Teknik-teknik IVF dapat digunakan dalam berbagai jenis situasi, dan merupakan salah satu teknik dalam teknologi reproduksi dengan bantuan untuk penanganan infertilitas. Teknik-teknik IVF juga digunakan dalam surogasi kehamilan, yang dalam kasus ini sel telur yang telah dibuahi ditanam di dalam rahim 'titipan' wanita lain sehingga anak yang dilahirkan secara genetik tidak terkait dengan wanita tersebut. Dalam beberapa situasi, sel-sel sperma atau sel-sel telur donasi dapat digunakan. Sejumlah negara melarang atau sebaliknya melakukan regulasi ketersediaan pengerjaan IVF sehingga menimbulkan wisata fertilitas. Pembatasan atas ketersediaan IVF misalnya karena biaya dan usia untuk menghasilkan suatu kehamilan yang sehat dalam jangka waktu normal. Karena biaya prosedur ini, IVF kebanyakan diupayakan hanya setelah pilihan lain yang lebih murah telah gagal.

Kelahiran seorang "bayi tabung" pertama yang berhasil, yaitu Louise Brown, terjadi pada tahun 1978. Louise Brown dilahirkan sebagai hasil dari siklus alami IVF tanpa stimulasi. Robert G. Edwards mendapat penghargaan Nobel Fisiologi atau Kedokteran pada tahun 2010, fisiolog yang terlibat dalam pengembangan proses ini bersama dengan Patrick Steptoe; Steptoe tidak memenuhi syarat untuk dipertimbangkan karena Penghargaan Nobel tidak diberikan secara anumerta.[1] Dengan donasi sel telur dan IVF, wanita yang melewati masa reproduktifnya atau telah mengalami menopause masih dapat hamil. Adriana Iliescu sempat memegang rekor sebagai wanita tertua yang melahirkan dengan menggunakan IVF dan sel telur dari donasi, ketika ia melahirkan pada tahun 2004 di usianya yang ke-66 tahun, sebelum rekornya terlampaui pada tahun 2006. Setelah menggunakan IVF, dikatakan bahwa banyak pasangan dapat hamil tanpa perawatan kesuburan.[2] Pada tahun 2012, diperkirakan bahwa lima juta anak telah lahir di seluruh dunia menggunakan IVF dan teknik reproduksi berbantu lainnya.[3]


Proses

Pasangan menikah yang dalam waktu tertentu belum juga mendapatkan keturunan, banyak menjadikan bayi tabung sebagai solusi. Program pembuahan dalam tabung ini memang membawa harapan bagi mereka yang mengalami masalah kesuburan. Namun tidak semua orang paham mengenai bayi tabung dan bagaimana proses bayi tabung tersebut.

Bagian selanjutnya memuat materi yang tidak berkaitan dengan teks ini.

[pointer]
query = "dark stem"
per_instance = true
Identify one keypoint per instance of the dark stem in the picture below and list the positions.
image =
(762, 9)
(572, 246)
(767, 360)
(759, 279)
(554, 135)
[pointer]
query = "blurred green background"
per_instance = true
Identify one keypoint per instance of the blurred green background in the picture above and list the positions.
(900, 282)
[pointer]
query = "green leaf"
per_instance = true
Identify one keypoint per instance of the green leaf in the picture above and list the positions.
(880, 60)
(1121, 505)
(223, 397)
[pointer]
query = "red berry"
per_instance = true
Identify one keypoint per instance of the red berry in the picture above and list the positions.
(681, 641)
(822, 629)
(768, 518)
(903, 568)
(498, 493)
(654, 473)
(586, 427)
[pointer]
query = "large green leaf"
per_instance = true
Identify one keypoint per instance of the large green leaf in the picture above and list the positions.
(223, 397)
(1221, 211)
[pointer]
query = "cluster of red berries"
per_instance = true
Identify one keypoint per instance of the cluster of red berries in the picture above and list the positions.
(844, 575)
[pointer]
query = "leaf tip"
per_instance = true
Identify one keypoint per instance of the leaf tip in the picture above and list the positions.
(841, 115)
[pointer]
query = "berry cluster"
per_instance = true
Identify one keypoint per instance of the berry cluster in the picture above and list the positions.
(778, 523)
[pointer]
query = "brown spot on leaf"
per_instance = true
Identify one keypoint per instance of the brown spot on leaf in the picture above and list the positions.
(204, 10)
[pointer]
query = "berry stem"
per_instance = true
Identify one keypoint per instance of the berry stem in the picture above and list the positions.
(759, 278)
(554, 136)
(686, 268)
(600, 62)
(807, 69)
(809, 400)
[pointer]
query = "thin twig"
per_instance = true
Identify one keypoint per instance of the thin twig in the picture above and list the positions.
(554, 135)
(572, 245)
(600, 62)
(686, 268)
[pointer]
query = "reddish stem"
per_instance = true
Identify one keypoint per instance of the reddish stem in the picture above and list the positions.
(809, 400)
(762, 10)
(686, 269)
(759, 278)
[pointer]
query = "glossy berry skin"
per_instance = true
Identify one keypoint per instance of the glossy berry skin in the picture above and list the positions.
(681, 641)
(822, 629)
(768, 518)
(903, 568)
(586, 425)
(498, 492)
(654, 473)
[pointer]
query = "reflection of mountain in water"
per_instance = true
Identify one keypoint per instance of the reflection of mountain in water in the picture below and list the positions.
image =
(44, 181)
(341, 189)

Secara sederhana, bayi tabung diartikan sebagai proses pembuahan sel telur dan sperma di luar tubuh ibu. Dalam bahasa Latin bayi tabung dikenal dengan istilah in vitro vertilization, yang berarti 'pembuahan dalam gelas atau tabung.'

Proses bayi tabung sendiri diawali dengan konsultasi dan seleksi pasien, di mana baik suami dan istri akan diperiksa sampai dengan ada indikasi untuk mengikuti program bayi tabung. Jika memang diindikasikan, baru bisa masuk dan mengikuti program bayi tabung.

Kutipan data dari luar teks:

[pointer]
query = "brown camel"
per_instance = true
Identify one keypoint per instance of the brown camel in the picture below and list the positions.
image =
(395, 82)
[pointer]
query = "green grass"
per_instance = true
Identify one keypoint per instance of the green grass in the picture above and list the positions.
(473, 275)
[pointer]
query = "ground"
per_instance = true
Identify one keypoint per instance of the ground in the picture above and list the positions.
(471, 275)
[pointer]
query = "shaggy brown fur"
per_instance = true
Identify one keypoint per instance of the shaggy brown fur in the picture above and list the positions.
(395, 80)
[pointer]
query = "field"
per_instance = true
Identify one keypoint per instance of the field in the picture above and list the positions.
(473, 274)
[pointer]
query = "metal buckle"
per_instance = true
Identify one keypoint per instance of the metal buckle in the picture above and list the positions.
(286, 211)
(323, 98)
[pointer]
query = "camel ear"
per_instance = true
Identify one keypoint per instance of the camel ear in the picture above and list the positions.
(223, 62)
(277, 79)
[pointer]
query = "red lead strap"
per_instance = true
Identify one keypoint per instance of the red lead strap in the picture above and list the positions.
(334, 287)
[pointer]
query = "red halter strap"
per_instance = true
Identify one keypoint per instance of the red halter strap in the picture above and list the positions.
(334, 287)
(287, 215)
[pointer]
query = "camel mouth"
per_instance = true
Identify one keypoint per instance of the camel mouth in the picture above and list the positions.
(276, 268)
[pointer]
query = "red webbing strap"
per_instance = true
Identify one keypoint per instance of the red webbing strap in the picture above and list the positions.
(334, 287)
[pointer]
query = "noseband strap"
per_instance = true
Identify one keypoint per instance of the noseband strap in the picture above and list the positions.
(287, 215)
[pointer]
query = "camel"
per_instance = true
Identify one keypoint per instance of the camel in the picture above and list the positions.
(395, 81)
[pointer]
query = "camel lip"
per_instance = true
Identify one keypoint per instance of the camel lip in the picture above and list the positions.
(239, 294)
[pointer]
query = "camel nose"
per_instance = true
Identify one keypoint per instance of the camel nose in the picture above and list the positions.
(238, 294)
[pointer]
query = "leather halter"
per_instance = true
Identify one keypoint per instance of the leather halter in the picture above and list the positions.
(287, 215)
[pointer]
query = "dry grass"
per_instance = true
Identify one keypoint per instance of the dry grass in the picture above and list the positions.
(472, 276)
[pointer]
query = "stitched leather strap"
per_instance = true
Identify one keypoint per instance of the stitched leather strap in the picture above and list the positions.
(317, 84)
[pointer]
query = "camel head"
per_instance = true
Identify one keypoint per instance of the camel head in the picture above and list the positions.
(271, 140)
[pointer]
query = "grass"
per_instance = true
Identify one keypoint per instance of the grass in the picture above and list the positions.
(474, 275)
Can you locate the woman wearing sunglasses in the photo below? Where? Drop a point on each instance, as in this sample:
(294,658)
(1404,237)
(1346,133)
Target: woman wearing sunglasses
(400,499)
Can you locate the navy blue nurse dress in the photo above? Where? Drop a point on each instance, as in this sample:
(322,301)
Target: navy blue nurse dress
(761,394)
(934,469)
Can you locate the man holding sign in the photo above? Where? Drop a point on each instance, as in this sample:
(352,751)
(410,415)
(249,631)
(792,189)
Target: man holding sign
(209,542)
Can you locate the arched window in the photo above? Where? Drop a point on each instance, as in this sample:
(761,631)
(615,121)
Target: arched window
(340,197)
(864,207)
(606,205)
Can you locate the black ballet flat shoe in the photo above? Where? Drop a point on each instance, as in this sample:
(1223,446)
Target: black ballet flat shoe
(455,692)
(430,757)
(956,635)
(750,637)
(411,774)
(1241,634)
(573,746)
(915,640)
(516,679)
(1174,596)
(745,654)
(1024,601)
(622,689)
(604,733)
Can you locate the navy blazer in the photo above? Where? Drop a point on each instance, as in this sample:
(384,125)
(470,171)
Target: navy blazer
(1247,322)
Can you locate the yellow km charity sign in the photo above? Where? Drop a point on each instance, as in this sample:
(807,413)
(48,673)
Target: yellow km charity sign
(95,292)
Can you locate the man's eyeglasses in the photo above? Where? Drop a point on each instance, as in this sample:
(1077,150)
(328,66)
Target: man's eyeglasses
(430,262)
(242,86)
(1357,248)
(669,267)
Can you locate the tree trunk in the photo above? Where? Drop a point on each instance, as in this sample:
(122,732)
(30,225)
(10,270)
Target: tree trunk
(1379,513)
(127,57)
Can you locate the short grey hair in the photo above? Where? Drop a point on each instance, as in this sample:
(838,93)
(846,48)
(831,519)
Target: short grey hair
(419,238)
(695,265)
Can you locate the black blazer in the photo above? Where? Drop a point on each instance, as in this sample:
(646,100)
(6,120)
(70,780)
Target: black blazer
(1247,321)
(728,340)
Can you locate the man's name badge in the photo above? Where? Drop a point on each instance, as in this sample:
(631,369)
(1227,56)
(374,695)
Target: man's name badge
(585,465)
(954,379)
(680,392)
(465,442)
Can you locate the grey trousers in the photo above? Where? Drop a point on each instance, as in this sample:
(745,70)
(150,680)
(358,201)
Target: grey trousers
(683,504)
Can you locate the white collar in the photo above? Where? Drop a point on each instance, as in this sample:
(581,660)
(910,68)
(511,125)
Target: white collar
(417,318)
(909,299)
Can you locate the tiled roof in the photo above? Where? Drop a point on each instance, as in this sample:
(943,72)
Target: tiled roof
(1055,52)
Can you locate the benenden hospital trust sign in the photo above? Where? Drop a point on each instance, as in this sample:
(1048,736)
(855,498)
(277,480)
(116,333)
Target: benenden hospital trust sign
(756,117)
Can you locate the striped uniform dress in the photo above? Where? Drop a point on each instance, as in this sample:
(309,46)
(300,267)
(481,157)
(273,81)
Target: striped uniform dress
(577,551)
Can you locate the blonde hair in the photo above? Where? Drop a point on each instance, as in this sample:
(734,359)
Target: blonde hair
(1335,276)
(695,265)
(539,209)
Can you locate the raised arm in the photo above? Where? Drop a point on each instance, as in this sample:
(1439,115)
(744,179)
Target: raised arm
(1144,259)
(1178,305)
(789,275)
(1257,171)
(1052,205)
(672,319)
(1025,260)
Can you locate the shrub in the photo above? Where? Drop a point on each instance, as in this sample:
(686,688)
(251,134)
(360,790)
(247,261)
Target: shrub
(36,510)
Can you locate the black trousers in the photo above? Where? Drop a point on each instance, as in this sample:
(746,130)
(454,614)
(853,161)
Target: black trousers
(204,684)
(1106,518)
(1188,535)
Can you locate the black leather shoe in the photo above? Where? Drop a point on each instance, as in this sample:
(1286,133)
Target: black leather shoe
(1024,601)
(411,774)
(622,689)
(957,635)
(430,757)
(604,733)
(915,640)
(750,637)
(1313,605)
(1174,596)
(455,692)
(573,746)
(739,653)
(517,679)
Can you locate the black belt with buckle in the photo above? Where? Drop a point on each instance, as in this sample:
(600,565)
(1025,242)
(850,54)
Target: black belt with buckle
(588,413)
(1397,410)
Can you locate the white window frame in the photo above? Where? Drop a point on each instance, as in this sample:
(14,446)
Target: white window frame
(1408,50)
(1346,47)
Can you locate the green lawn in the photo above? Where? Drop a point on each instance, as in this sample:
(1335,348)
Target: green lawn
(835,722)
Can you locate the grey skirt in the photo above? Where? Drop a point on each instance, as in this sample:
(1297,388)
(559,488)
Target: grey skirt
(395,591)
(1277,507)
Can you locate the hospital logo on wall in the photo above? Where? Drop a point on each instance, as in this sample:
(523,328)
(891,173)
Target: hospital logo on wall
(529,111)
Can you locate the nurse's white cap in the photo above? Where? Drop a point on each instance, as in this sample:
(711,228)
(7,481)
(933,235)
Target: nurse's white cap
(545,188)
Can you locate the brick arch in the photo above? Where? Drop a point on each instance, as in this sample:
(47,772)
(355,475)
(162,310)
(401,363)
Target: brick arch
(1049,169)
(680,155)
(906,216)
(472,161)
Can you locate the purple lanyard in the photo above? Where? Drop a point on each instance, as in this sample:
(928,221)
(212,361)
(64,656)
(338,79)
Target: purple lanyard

Proses bayi tabung selanjutnya adalah, melakukan stimulasi atau merangsang indung telur untuk memastikan banyaknya sel telur. Secara alami sel telur memang hanya ada satu, namun dalam program bayi tabung, perlu lebih dari satu sel telur untuk memperoleh embrio.

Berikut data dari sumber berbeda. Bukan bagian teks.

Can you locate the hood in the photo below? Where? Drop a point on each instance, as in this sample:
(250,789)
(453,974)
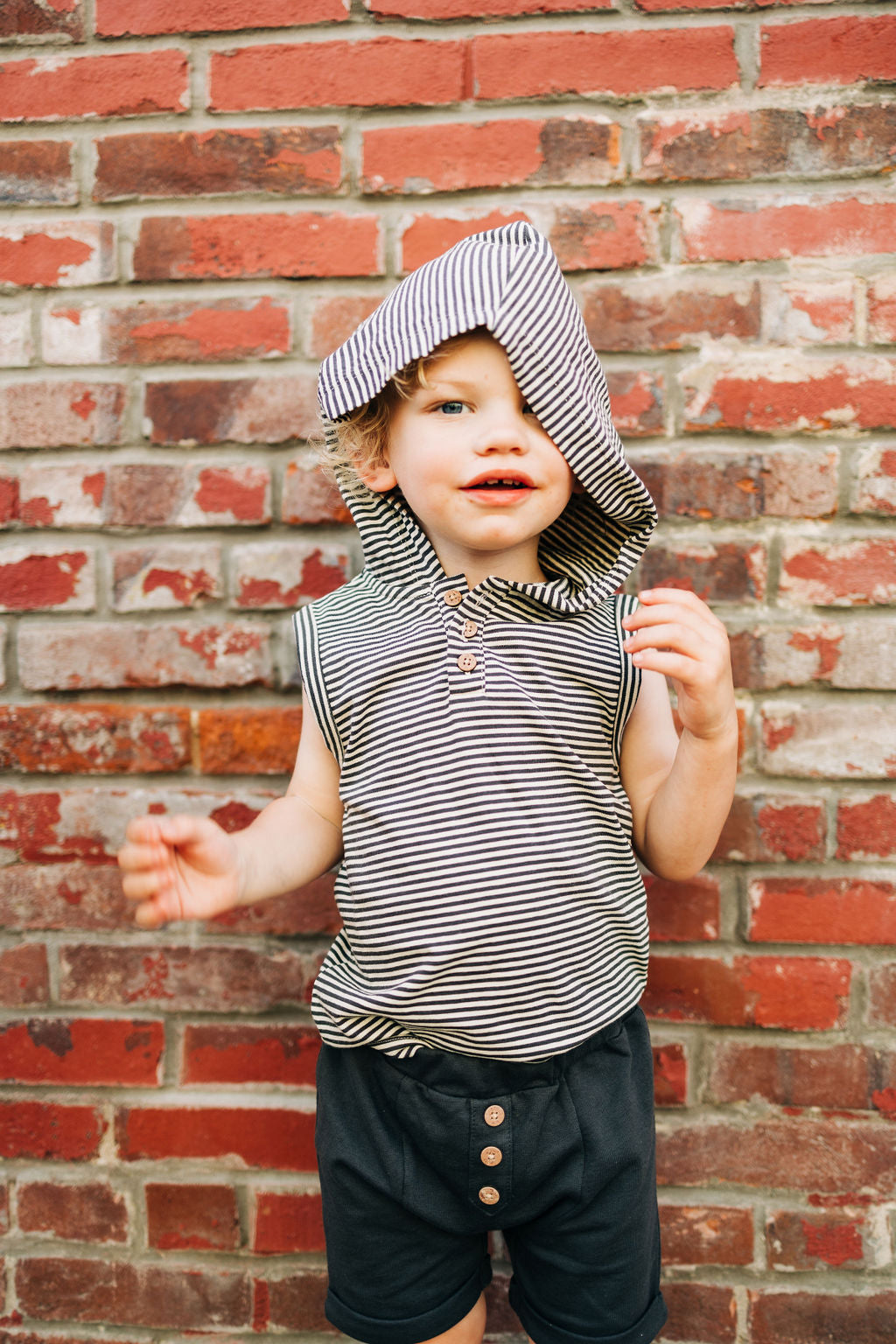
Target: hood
(507,281)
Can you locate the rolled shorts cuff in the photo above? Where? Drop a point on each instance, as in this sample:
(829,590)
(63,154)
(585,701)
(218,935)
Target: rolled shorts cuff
(543,1332)
(414,1329)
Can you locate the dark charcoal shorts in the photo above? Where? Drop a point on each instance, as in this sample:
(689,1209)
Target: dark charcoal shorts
(421,1158)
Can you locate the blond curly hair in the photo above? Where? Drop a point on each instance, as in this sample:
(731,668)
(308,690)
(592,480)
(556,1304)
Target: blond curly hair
(359,443)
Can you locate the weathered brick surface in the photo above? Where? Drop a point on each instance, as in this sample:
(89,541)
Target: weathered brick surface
(199,202)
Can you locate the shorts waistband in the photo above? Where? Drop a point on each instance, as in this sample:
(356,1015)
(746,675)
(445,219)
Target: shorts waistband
(474,1075)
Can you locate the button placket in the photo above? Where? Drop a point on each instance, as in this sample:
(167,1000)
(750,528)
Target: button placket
(491,1152)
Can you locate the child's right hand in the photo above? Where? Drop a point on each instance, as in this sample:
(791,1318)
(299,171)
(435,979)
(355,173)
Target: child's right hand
(178,869)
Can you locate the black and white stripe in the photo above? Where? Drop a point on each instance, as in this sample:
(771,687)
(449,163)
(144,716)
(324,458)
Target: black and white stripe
(491,900)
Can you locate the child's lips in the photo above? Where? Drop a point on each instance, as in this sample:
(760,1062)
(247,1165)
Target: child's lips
(500,486)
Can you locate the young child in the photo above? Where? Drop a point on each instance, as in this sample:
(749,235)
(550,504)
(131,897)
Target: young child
(486,745)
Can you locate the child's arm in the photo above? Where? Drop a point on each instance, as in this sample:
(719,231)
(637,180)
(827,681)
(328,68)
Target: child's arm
(190,869)
(680,789)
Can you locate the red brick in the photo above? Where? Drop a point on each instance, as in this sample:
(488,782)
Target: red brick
(881,310)
(766,143)
(165,577)
(875,486)
(269,1138)
(155,333)
(280,162)
(845,50)
(817,1241)
(160,494)
(50,1132)
(798,394)
(765,828)
(607,235)
(196,978)
(309,496)
(62,895)
(333,318)
(82,1053)
(87,1213)
(881,983)
(534,65)
(682,912)
(668,315)
(379,73)
(418,160)
(37,19)
(93,738)
(271,576)
(38,579)
(828,741)
(669,1075)
(288,1223)
(426,237)
(125,18)
(727,571)
(202,1218)
(223,1054)
(60,414)
(637,401)
(866,827)
(309,910)
(72,656)
(127,84)
(700,1312)
(58,256)
(806,1075)
(37,172)
(730,483)
(808,910)
(241,246)
(17,346)
(248,739)
(24,976)
(792,993)
(840,574)
(62,496)
(240,410)
(298,1303)
(705,1234)
(816,1318)
(762,230)
(434,10)
(825,1156)
(152,1296)
(853,654)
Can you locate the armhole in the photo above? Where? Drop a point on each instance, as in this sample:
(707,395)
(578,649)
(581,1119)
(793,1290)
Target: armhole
(629,674)
(312,674)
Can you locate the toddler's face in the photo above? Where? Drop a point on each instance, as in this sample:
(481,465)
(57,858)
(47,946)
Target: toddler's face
(474,466)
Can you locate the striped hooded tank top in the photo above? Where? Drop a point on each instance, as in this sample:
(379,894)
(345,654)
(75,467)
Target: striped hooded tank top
(489,895)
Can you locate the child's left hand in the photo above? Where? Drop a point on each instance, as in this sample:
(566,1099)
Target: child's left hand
(675,634)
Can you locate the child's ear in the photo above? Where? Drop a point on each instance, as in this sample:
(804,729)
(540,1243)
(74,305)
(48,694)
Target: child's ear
(378,478)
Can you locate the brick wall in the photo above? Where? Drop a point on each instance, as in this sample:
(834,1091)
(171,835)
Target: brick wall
(202,198)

Proses bayi tabung yang ke tiga adalah, pemantauan pertumbuhan folikel atau cairan berisi sel telur di dalam indung telur melalui ultrasonografi. Pemantauan pertumbuhan folikel ini bertujuan untuk melihat apakah sel telur sudah cukup matang untuk dipanen atau belum. Baru kemudian mematangkan sel telur, dengan cara menyuntikan obat agar siap dipanen.

Proses bayi tabung selanjutnya adalah, melakukan pengambilan sel telur untuk kemudian di proses di laboratorium. Pada hari yang sama, akan dilakukan pengambilan sperma suami. Jika tidak ada masalah, pengambilan dilakukan dengan cara bermasturbasi. Namun bila ditemukan kendala, maka akan dilakukan operasi pengambilan sperma melalui buah zakar.

Setelah proses di atas selesai, maka langkah selanjutnya adalah melakukan pembuahan atau fertilisasi di dalam media kultur di laboratorium, sehingga menghasilkan embrio. Baru setelah embrio terbentuk, akan dilakukan proses transfer embrio kembali ke dalam rahim agar terjadi kehamilan. Jika ada sisa embrio lebih, maka akan disimpan untuk proses kehamilan berikutnya.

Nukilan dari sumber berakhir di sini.